An impressive team and institutional collaborations will address these aggressive Aims.  The grants officer at the National Library of Medicine is DrAllison Dennis.  In addition to the PI Dr. Goovaerts, the BioMedware team includes Ioana Nadra, Project Manager and documentarian; Robert Rommel, Lead Software Engineer; and Luna Jia, Associate Software Engineer.  Expert external usability assessment and advisement is provided by Dr. Recinda Sherman of the North American Association of Central Cancer Registries (NAACCR), Dr. Sue Grady of Michigan State University, Dr. Peter Siska from Louisiana State University Sciences, and Dr.

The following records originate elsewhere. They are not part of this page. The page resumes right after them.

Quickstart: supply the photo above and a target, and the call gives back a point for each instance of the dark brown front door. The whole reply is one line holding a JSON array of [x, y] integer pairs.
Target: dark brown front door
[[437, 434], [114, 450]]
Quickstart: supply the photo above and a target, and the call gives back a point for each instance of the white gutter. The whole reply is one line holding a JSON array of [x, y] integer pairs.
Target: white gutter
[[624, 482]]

Georges Adunlin from Samford University.   

Collaborating institutions are NAACCR and TecEd.  Under the direction of Dr. Recinda Sherman, NAACCR will conduct a 2-day expert panel meeting to assess grant progress and to evaluate and make recommendations for the Vesta software and uncertainty modeling approaches.  Currently, this meeting is planned in conjunction with NAACCR’s 2025 annual meeting to be held in June in Hartford, CT.  TecEd is a usability and user experience testing firm located in Ann Arbor, Michigan.  In grant year 2 TecEd will conduct a formal study that will include 10 study subjects selected to be representative of the Vesta software user base.  This study will step through a set of tasks in the Vesta software and will apply objective criteria to assess usability and user experience.  Recommendations formulated by TecEd will be used by the BioMedware team to improve and enhance the Vesta software. 

The entire BioMedware team thanks its colleagues at SPARK, a business accelerator that is proving invaluable to BioMedware’s commercialization objectives, and at Merithot, a first in class digital marketing firm that is charged with communicating BioMedware’s contributions and offerings. 

What can you do?  BioMedware is looking for marketing and commercialization partners.  Reach out to Jacquez@biomedware.com if you are interested.  

About Our Contributors and Collaborators:  

North American Association of Central Cancer Registries  

The North American Association of Central Cancer Registries (NAACCR, Inc.), is a professional organization that develops and promotes uniform data standards for cancer registration; provides education and training; certifies population-based registries; aggregates and publishes data from central cancer registries; and promotes the use of cancer surveillance data and systems for cancer control and epidemiologic research, public health programs, and patient care to reduce the burden of cancer in North America. 

National Library of Medicine  

The National Library of Medicine (NLM) is a leader in biomedical informatics and computational health data science research and the world’s largest biomedical library. NLM leads innovation in the development of advanced tools for clinical data interpretation and decision-making through our cutting-edge research, training programs, and information services. This organization plays a vital role in biomedical discovery and the translation of biomedical research into practice.   

TecED  

TecEd is a team of usability experts and a user experience (UX) consultancy headquartered in  Ann Arbor, Michigan. For over 40 years, TecEd has worked with Fortune 500 companies, small and medium-sized businesses, startups, and not-for-profits to design successful products, websites, systems, and services. 

Spark  

Ann Arbor SPARK is a non-profit organization dedicated to the development of economic and employment opportunities in Washtenaw and Livingston counties. SPARK assists businesses with their relocation and expansion plans, offers business acceleration services that drive the development of technology startups, and provides talent-related resources.  

Merithot Creative Marketing 

Merithot is a fast-growing creative marketing agency in downtown Ann Arbor on a mission to help great companies create remarkable brands, websites, and content. As a full-service agency, Merithot specializes in brand strategy, web development, digital marketing, content creation, and videography. Merithot helps businesses push boundaries, build empires, and change the world.